Oh yeah. The "Everybody hates me and I am a worthless creep." thing.

I hate that.
There are folks who view eBear as Mighty and Awesome and A Little Bit ZOMG Liek Whoah.

Your protestations to the fallibility of the meat and the brains does help scuff that up some, but I'm still gonna be a tongue-tied fanboy dork if and when I ever see you at a con or workshop. :-)
Hah. I'll do something stupid right up front to defuse the situation, then.
I call epiphanies "oh, duh" moments, because as soon as I have them I realize, "Oh, duh. Of course." They seem like everybody else sees them already, so "epiphany" is such a fancy word for what happens to me.
Trufax: there were moments at Wiscon where I felt like that younger sibling who has to be allowed to tag along even though nobody really wants them there. Times when I felt like I couldn't offer anything to anyone (except through the punning medium of my now-standard NancyButton), and that I'd never have anything intelligent to say at any of the panels I was scheduled on.

And yet, and yet...one of the people that I spent time with while I was there posted afterwards about how they were amazed that all these great folks (specifically listing several including me) wanted to hang out with them. (This from someone who is not only an incredible writer and award-winning poet, but also a great person to just hang out with and talk to about whatever comes to mind.)

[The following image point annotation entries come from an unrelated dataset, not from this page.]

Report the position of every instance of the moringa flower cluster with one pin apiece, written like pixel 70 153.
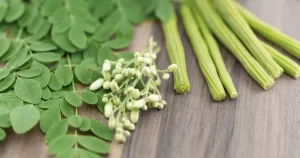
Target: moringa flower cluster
pixel 132 87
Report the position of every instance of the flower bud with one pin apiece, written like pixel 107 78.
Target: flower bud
pixel 148 60
pixel 108 109
pixel 136 94
pixel 114 86
pixel 160 106
pixel 139 103
pixel 97 84
pixel 157 82
pixel 126 133
pixel 146 71
pixel 134 115
pixel 172 67
pixel 154 98
pixel 125 72
pixel 106 66
pixel 166 76
pixel 112 122
pixel 118 77
pixel 106 85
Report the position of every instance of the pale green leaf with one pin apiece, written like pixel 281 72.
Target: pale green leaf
pixel 75 121
pixel 28 90
pixel 58 129
pixel 24 118
pixel 101 130
pixel 73 99
pixel 93 144
pixel 49 118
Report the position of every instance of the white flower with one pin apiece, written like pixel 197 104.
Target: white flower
pixel 106 85
pixel 154 98
pixel 97 84
pixel 108 109
pixel 146 71
pixel 134 115
pixel 139 103
pixel 106 66
pixel 172 67
pixel 166 76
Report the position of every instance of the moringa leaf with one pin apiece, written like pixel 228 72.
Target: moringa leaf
pixel 28 90
pixel 24 118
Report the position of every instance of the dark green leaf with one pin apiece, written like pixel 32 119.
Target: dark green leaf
pixel 83 74
pixel 28 73
pixel 93 144
pixel 58 129
pixel 61 144
pixel 64 75
pixel 2 134
pixel 89 97
pixel 49 103
pixel 100 130
pixel 66 109
pixel 49 118
pixel 28 90
pixel 7 82
pixel 54 83
pixel 86 124
pixel 46 93
pixel 24 118
pixel 73 99
pixel 77 37
pixel 75 121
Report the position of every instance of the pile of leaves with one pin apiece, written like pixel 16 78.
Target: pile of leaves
pixel 50 46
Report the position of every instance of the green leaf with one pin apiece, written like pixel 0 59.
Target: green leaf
pixel 3 10
pixel 4 72
pixel 54 83
pixel 12 100
pixel 61 144
pixel 58 94
pixel 28 73
pixel 24 118
pixel 28 17
pixel 77 37
pixel 119 43
pixel 2 134
pixel 87 154
pixel 49 118
pixel 42 46
pixel 7 82
pixel 66 109
pixel 28 90
pixel 89 97
pixel 100 130
pixel 46 93
pixel 62 41
pixel 15 10
pixel 164 10
pixel 85 125
pixel 64 75
pixel 49 103
pixel 93 144
pixel 73 99
pixel 44 78
pixel 83 74
pixel 47 57
pixel 58 129
pixel 75 121
pixel 4 42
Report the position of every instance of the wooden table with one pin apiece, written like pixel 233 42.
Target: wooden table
pixel 258 124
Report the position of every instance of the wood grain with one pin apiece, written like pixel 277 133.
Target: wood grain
pixel 259 124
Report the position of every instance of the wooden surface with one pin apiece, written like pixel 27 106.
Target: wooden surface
pixel 258 124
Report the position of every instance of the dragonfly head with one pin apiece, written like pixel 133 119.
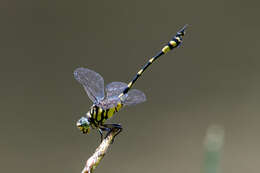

Just like you I need those reminders again and again...because we forget the good stuff about ourselves far too easily.

(It's no accident that there was a panel on "Fighting Impostor Syndrome" at Wiscon. I didn't go, but I'm glad there was one.)
In real life, you have to keep having the same epiphany over and over again.

Ack, so true. And you'd think we'd realise this - or I least, I think I should. Instead I so often get home from a social event thinking "Why did I say that? I sounded like an utter moron." And only now and again does it occur to me that I can't remember word for word what other people said, and so the likelihood is that they are angsting over their own self-perceived moments of idiocy, instead of sniggering about mine.
Oh yes.

I have to remind myself (and I have no idea where I read this or heard it or whatevs): Everyone else is so worried about how they look/smell/sound/etc. that they're too busy to worry about you. And then I remind myself that if someone really *does* think s/he is hot shit plus, do I really need to be part of that individual drama?

It's so hard, though, to go through the constant mental merry-go-round of internal pep-talk. Thank you, therapy.

And thanks for the note about becoming part of the pack/predators. I find myself falling into that mind-space every now and then; it takes a lot to pull out of it. Vulnerability makes you so...vulnerable.